En Latinoamérica las universidades tienen una larga historia. Se crearon ya en los primeros años de la conquista; la primera de ellas nace en 1538: la Imperial y Pontificia de Santo Tomás de Aquino en la isla de Santo Domingo. Años más tarde, en 1551, se fundan la de Lima y la Nacional de México.

En 1636, cuando apenas nacía la de Harvard en Estados Unidos, ya había trece universidades en la región latinoamericana, llegando más tarde a 31 en el momento en que se producen los procesos independentistas a comienzos del siglo XIX. En todos los casos, estas instituciones reflejaban el modelo medieval traído de Europa, asociado siempre con los poderes de la realeza y de la iglesia católica. Con la independencia de las nuevas repúblicas comienza a introducirse una nueva idea de universidad, acorde con el surgimiento de las nuevos Estados desarrollados sobre los modelos europeo y estadounidense, con la misión básica de formar profesionales liberales y desarrollar disciplinas académicas.

El modelo en juego imitaba el concepto napoleónico del siglo XIX, en el que la preparación profesional se separaba de los centros de generación del conocimiento, exclusivamente académicos y científicos. Frente a este modelo de profesional liberal fue surgiendo otra concepción en Alemania, donde aparece la “universidad de investigación”. Allí la enseñanza técnica se combinaba con la generación del conocimiento puro y la ciencia, lo cual tuvo el valor de una verdadera revolución académica. Ese esquema investigativo fue consolidándose en Europa durante el siglo XIX y luego en Estados Unidos, acorde al crecimiento económico que iba impulsando más y más desarrollos técnicos para la floreciente industria capitalista. Ese modelo se fue solidificando y es el imperante hoy día, en el que se da una asociación directa del conocimiento generado en la universidad con su aplicación práctica en la esfera económica, vía empresas privadas básicamente. En el transcurso del siglo XX la investigación científico-técnica terminó por ligarse enteramente al crecimiento económico, y las ciencias pasaron a ser el sostén de la industria moderna. El modelo universitario, por tanto, pasó a ser una actividad inseparable del crecimiento económico del capitalismo desarrollado, ya completamente alejado de los esquemas medievales que llegaron a Latinoamérica con los años de colonia.

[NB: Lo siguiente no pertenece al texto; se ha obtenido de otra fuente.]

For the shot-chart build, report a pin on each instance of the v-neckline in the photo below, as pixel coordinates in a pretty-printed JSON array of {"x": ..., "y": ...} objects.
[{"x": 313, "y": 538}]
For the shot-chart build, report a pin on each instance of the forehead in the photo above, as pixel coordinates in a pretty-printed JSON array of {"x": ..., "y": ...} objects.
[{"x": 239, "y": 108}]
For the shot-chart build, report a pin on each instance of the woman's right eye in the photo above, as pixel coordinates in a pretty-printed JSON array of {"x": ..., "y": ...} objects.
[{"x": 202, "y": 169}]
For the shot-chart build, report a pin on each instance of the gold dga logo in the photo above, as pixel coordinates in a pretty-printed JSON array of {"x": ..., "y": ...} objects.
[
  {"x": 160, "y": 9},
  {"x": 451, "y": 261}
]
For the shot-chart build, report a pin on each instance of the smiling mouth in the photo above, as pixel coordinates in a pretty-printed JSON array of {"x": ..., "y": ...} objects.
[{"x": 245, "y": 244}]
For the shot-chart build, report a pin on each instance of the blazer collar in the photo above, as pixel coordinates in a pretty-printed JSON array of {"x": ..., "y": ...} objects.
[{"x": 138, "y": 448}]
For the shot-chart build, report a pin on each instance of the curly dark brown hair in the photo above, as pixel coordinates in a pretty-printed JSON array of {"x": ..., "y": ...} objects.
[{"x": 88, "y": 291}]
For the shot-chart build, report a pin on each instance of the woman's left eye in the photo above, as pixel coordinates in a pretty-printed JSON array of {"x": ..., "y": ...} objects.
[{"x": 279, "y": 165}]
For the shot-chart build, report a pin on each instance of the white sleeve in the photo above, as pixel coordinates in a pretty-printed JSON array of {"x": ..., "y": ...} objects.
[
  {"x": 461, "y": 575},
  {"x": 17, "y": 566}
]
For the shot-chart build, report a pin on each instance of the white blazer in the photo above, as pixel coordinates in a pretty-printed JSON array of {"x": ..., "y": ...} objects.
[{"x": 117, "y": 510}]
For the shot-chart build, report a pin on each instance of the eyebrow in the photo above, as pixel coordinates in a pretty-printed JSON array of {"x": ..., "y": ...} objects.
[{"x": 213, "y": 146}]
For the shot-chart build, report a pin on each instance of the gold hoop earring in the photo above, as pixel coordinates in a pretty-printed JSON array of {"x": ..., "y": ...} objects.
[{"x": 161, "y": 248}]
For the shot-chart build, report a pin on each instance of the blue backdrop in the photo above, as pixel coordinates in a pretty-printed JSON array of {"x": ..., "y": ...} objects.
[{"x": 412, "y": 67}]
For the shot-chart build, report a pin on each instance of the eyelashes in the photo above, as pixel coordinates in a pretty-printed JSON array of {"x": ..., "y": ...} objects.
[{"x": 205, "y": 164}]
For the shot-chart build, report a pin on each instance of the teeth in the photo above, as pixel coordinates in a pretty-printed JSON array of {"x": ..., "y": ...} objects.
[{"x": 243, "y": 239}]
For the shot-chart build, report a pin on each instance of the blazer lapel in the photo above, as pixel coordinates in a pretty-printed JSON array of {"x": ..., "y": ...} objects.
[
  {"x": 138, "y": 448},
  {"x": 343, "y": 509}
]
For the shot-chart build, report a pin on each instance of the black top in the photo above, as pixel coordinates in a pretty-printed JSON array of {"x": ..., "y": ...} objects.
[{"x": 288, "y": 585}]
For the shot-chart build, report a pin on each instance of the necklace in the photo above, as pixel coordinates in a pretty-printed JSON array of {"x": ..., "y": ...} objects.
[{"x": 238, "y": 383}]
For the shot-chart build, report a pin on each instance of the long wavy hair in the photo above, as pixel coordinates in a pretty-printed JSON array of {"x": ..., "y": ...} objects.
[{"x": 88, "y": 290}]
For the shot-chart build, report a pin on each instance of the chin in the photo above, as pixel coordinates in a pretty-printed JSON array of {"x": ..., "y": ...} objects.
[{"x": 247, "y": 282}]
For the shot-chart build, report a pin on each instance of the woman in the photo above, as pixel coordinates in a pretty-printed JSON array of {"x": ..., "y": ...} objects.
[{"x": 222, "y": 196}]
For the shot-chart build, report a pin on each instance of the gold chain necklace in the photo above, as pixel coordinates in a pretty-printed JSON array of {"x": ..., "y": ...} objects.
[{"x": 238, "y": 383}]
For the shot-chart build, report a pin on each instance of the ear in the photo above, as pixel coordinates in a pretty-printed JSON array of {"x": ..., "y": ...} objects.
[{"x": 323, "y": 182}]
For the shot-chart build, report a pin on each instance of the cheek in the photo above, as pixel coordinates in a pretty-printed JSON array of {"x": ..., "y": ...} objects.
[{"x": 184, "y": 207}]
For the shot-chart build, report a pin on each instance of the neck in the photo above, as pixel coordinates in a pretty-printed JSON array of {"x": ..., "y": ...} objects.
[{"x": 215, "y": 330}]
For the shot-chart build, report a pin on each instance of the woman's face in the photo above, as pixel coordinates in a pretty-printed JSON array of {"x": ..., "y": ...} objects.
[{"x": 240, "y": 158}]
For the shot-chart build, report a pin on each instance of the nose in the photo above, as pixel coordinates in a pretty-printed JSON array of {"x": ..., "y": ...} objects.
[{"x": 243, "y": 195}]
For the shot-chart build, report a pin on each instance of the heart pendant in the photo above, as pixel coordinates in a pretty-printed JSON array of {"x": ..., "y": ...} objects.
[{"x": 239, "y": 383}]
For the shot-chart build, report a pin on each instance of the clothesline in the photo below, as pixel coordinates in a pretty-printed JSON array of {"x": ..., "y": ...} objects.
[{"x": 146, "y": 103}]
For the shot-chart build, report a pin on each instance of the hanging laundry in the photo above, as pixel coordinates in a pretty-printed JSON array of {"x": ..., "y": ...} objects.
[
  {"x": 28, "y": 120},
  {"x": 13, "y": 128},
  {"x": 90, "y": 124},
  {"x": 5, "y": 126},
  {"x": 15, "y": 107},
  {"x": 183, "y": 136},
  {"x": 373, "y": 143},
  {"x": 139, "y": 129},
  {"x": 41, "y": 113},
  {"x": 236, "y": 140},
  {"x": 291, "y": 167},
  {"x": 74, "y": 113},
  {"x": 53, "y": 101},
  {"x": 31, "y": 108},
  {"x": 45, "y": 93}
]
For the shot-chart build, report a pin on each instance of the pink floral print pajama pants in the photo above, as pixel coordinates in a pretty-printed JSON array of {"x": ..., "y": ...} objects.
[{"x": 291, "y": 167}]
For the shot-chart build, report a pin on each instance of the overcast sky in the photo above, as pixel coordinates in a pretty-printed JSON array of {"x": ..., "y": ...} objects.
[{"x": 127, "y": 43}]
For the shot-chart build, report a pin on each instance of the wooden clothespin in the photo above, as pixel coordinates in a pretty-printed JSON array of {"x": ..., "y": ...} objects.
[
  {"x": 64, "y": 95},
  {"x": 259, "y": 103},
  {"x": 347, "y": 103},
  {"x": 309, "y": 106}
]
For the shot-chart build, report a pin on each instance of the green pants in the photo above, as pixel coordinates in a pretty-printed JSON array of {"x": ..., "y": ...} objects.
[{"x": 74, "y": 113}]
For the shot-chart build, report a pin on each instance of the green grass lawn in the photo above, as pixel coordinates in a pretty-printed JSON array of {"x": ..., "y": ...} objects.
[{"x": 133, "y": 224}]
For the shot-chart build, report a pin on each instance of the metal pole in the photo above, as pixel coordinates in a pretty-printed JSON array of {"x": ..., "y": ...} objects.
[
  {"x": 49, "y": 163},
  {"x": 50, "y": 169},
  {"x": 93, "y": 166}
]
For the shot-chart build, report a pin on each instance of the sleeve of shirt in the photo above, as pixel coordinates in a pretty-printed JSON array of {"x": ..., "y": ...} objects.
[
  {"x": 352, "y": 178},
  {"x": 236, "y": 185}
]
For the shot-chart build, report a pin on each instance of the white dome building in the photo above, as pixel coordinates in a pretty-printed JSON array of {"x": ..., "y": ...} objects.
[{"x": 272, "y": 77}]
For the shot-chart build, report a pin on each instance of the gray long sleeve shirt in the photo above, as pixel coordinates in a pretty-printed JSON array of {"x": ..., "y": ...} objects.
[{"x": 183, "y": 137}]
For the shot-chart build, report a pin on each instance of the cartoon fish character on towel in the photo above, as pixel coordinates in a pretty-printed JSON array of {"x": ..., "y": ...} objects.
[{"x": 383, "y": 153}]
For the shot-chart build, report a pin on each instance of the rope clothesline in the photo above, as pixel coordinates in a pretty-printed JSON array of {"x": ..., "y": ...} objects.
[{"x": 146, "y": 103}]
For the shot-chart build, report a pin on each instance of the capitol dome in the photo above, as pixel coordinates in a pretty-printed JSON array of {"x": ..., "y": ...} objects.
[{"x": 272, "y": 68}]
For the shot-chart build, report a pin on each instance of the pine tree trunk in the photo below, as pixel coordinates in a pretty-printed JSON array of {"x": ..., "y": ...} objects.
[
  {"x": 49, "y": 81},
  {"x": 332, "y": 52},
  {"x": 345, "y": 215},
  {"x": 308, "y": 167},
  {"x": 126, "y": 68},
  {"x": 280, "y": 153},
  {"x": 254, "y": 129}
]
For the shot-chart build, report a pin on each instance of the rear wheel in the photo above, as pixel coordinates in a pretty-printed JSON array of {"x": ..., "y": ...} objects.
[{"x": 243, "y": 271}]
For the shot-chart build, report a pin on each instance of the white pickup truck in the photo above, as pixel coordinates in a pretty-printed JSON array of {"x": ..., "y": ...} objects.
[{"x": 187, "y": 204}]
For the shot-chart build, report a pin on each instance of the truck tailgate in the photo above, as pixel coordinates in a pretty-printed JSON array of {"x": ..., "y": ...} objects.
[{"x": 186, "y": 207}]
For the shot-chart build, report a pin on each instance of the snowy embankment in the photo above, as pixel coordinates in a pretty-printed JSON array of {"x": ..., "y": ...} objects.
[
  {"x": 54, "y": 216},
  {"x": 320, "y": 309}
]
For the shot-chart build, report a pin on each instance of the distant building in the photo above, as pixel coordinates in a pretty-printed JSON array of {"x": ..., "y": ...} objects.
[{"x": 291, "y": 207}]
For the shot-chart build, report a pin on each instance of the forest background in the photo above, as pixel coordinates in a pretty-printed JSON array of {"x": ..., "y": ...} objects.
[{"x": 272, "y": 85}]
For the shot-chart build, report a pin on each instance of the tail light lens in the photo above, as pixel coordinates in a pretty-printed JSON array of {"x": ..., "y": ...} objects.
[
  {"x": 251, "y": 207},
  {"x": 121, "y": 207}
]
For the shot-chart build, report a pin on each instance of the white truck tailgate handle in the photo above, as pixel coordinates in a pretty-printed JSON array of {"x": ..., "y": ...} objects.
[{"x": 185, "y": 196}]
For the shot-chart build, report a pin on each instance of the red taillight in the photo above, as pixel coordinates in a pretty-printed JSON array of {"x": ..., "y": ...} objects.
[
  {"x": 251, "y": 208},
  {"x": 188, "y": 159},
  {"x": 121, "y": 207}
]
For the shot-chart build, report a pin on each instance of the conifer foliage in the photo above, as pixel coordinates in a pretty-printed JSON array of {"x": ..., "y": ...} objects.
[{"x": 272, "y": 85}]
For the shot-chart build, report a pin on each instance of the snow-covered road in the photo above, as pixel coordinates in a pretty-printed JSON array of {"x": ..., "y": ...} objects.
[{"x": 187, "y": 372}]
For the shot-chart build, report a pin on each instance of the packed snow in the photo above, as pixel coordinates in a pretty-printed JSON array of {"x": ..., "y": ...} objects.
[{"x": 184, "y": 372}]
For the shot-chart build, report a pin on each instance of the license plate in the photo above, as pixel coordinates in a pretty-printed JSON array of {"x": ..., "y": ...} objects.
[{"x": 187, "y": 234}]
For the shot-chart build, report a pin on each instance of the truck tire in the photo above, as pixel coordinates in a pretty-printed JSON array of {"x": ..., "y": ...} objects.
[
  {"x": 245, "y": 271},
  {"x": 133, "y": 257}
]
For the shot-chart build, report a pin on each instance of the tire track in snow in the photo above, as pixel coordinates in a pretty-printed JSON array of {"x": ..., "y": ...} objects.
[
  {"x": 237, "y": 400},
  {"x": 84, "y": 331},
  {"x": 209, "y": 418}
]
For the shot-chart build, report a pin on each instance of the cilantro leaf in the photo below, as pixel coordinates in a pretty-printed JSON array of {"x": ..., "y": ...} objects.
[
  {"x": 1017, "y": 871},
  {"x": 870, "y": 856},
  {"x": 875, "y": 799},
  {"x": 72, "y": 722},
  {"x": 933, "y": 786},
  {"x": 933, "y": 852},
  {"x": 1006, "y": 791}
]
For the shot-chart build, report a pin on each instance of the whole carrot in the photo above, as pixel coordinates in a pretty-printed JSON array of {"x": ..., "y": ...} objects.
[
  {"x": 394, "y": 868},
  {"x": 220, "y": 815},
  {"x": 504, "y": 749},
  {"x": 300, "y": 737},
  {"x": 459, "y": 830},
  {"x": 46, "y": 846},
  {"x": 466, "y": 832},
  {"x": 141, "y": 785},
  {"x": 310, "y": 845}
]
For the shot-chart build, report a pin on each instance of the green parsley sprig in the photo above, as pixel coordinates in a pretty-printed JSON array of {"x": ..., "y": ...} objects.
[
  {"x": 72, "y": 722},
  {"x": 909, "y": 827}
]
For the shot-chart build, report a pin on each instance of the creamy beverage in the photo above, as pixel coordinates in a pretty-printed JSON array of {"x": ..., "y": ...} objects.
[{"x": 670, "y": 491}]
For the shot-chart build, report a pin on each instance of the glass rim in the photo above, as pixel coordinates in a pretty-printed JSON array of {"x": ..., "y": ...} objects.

En el siglo XXI esa tendencia se mantiene y profundiza, más aún con los nuevos paradigmas de producción caracterizados por la globalización de la economía y el paso hacia la “sociedad del conocimiento”, basada cada vez más en tecnologías hiper desarrolladas y sumamente cambiantes, enfermizamente competitivas. La tendencia, muy evidente en los países del Norte y que también llega al Sur, a veces provocando procesos distorsionados, forzados, es poner la universidad de investigación al total servicio del mercado, llegando así a la noción de “universidad empresarial”, donde lo que cuenta es la óptima relación costo-beneficio concebida desde el lucro y donde se va esfumando la idea de desarrollo social, de extensión y servicio comunitario. Pero todos estos procesos, surgidos en los países que marcan el rumbo, llegan a la región latinoamericana como tibia copia. No ha habido, en general, procesos con dinámicas propias. Siempre se ha tratado de imitar al Norte, visto como opulento y modelo a seguir.

A principios del siglo XX, en toda Latinoamérica tienen lugar procesos de profunda autocrítica y explosión renovadora en el seno de las universidades. Surgidas en la de Córdoba, Argentina, las protestas estudiantiles denunciaban la permanencia de estructuras clasistas y oligarcas en instituciones que no respondían a los procesos de modernización social que vivía el país por aquel entonces, con casas de altos estudios aún organizadas según criterios semi-medievales arrastrados durante toda la colonia, sentando así las bases para una ola de reformas universitarias y crítica social que en las primeras décadas del siglo va a barrer toda la región. Pero esos explosivos movimientos reformistas sólo llegaron a resultados reales en el plano político, sin alcanzar a transformar las estructuras económico-sociales de base de sus respectivas sociedades.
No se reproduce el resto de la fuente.